4.3 Haplotype Orientation and Consolidation Pipeline

4.3.1 Overview

This pipeline standardizes the orientation of phased haplotypes across all samples within a sequencing library by aligning them to a reference sequence and reverse-complementing sequences that align in the antisense orientation. The workflow consolidates all oriented haplotypes into a single multi-FASTA file for downstream analysis.

4.3.2 Pipeline Steps

4.3.2.1 Haplotype Orientation Standardization

The pipeline addresses the inherent directionality ambiguity in amplicon sequencing data. Since PCR amplification can produce products in both forward and reverse orientations, and assembly algorithms may reconstruct haplotypes in either direction, standardization against a reference sequence ensures consistent orientation for comparative analyses.

4.3.2.2 Input Parameters

The script requires two user inputs:

Library name: Identifier for the sequencing library being processed
Reference FASTA: Path to reference sequence file for orientation determination

read -p "Enter Library name: " Library
read -p "Enter reference FASTA: " REF_FASTA
REF_FASTA=$(realpath "$REF_FASTA")

4.3.2.3 Output File Initialization

Creates a consolidated output file for all oriented haplotypes:

FINAL_OUT="all_${Library}_Phased_haplotypes.fasta"
> "$FINAL_OUT"  # Initialize empty file

4.3.2.4 Barcode Directory Processing

Iterates through all barcode subdirectories within the specified library:

for BARCODE_DIR in "$Library"/barcode*/; do
    BARCODE=$(basename "$BARCODE_DIR")
    FULL_FASTA="${BARCODE_DIR}/${Library}_${BARCODE}_Phased_haplotypes.fasta"

Key features:

Automatic detection of barcode directories
Dynamic file path construction
Missing file handling with warning messages

4.3.2.5 File Validation

Implements robust error checking for missing input files:

if [[ ! -f "$FULL_FASTA" ]]; then
    echo "WARNING missing $FULL_FASTA"
    continue
fi

This ensures the pipeline continues processing even if individual samples failed in upstream steps.

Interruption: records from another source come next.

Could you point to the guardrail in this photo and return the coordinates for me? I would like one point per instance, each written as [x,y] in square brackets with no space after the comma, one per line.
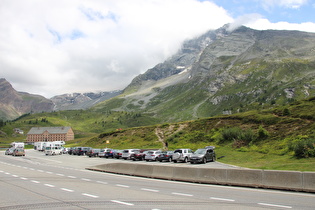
[271,179]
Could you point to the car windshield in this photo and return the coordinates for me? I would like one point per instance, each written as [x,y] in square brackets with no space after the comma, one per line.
[200,151]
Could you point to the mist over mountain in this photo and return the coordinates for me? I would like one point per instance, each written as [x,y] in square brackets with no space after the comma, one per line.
[224,72]
[220,72]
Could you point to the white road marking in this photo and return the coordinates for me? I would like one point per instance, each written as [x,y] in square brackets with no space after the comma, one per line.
[89,195]
[124,203]
[150,190]
[275,205]
[49,185]
[101,182]
[68,190]
[222,199]
[182,194]
[120,185]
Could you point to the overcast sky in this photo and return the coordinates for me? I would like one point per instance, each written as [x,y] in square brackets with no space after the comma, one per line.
[51,47]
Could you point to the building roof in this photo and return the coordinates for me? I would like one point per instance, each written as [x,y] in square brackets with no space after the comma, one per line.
[51,130]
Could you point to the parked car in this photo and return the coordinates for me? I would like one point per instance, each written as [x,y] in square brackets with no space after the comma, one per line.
[165,155]
[65,150]
[93,152]
[71,150]
[152,155]
[103,152]
[182,155]
[127,153]
[202,156]
[53,150]
[109,153]
[81,150]
[117,154]
[18,152]
[139,155]
[9,151]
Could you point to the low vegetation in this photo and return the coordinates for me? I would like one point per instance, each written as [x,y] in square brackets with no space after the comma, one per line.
[282,138]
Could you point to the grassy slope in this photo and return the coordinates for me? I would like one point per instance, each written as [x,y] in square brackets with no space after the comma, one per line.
[98,129]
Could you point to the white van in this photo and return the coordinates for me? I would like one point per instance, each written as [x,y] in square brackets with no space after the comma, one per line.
[53,150]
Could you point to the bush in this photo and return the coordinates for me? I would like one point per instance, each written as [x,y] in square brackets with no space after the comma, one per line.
[303,147]
[262,133]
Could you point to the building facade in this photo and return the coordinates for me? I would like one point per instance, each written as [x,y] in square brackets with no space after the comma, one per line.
[50,134]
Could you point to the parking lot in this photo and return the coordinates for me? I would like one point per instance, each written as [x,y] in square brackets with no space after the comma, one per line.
[83,161]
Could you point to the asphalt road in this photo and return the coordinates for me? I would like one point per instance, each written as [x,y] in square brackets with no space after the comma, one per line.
[37,181]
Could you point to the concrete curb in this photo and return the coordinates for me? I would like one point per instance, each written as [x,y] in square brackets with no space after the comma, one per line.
[270,179]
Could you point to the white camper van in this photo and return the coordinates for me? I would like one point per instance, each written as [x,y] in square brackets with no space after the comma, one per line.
[17,144]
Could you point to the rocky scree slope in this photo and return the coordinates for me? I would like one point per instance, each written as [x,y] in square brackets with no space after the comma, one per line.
[224,72]
[13,104]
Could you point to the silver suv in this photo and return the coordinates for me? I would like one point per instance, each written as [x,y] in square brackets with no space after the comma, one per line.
[182,155]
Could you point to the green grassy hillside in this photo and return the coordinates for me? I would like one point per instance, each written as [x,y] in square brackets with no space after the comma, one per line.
[282,138]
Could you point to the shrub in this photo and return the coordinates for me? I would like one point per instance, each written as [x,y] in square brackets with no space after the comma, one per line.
[239,137]
[262,133]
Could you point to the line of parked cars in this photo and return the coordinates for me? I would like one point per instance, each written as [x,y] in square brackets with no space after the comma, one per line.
[15,151]
[202,155]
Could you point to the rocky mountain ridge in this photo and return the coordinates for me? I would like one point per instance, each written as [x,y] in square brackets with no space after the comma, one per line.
[224,72]
[13,104]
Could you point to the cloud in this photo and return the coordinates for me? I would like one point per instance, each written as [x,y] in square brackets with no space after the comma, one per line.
[54,46]
[244,20]
[264,24]
[292,4]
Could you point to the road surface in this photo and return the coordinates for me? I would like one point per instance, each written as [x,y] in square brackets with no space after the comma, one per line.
[37,181]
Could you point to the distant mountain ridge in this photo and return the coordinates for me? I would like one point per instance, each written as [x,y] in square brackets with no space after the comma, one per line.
[14,104]
[224,72]
[76,101]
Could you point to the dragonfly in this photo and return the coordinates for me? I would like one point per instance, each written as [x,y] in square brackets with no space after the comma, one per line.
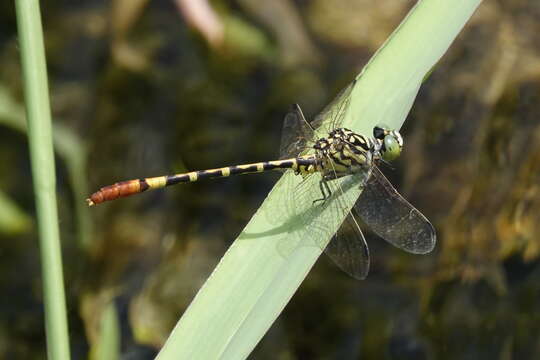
[322,153]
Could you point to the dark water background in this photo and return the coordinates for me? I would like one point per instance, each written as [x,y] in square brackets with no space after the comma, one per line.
[138,89]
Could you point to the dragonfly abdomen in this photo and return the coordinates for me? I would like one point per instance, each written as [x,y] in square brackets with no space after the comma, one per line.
[131,187]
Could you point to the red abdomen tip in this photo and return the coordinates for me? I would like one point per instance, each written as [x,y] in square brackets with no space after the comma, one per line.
[115,191]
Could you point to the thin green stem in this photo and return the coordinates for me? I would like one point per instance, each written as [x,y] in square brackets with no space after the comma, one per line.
[43,171]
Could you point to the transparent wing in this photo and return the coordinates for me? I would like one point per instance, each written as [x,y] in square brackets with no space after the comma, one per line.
[333,114]
[348,249]
[391,217]
[296,134]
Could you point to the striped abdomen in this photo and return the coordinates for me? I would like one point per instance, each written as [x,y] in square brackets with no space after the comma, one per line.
[126,188]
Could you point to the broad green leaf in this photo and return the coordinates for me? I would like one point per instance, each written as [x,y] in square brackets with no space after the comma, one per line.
[258,275]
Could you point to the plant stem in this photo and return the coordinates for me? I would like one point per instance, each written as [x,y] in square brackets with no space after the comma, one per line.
[43,171]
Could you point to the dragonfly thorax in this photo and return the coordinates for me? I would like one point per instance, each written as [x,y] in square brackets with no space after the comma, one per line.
[344,152]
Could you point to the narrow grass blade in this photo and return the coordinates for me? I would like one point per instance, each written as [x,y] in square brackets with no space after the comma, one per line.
[43,172]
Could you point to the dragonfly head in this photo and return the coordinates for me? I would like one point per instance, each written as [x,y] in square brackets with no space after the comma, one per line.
[390,142]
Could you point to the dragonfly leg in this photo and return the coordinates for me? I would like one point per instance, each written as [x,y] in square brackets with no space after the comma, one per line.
[325,191]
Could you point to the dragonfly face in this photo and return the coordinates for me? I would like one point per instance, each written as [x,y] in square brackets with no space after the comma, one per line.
[390,142]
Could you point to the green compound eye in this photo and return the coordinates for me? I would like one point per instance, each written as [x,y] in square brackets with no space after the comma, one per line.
[379,131]
[392,150]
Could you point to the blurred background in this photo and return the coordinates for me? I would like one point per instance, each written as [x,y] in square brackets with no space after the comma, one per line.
[145,88]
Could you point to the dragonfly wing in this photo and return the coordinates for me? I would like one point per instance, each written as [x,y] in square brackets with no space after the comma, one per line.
[348,249]
[295,135]
[333,114]
[391,217]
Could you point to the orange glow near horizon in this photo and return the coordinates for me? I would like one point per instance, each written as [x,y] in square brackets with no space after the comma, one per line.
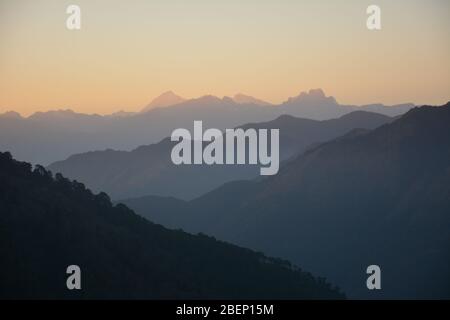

4.3.2.6 Reference Alignment

Uses minimap2 for sensitive alignment of haplotypes to the reference sequence:

minimap2 -a "$REF_FASTA" "$FILE" > hap_vs_ref.sam

Alignment parameters:

-a: Output in SAM format for downstream processing
Optimized for sequence similarity detection rather than read mapping

4.3.2.7 Reverse-Complement Detection

Identifies sequences aligned in antisense orientation using SAM flags:

samtools view -f 16 hap_vs_ref.sam \
| cut -f1 \
| sort -u \
> to_reverse.txt

SAM flag interpretation:

Flag 16: Sequence is reverse-complemented in alignment
Extracts sequence identifiers requiring orientation correction

4.3.2.8 Conditional Sequence Reversal

Implements conditional logic for sequence orientation correction:

if [[ -s to_reverse.txt ]]; then
    # Reverse-complement identified sequences
    seqkit grep -f to_reverse.txt "$FILE" \
    | seqkit seq -r -p \
    > reversed.fasta
    
    # Keep forward-oriented sequences unchanged
    seqkit grep -v -f to_reverse.txt "$FILE" \
    > forward.fasta
    
    # Combine oriented sequences
    cat forward.fasta reversed.fasta > "$ORIENTED"
else
    # No sequences require reversal
    cp "$FILE" "$ORIENTED"
fi

Seqkit parameters:

-r: Reverse-complement sequence
-p: Print sequence on single line
-f: Filter sequences by identifier list
-v: Invert selection (exclude listed sequences)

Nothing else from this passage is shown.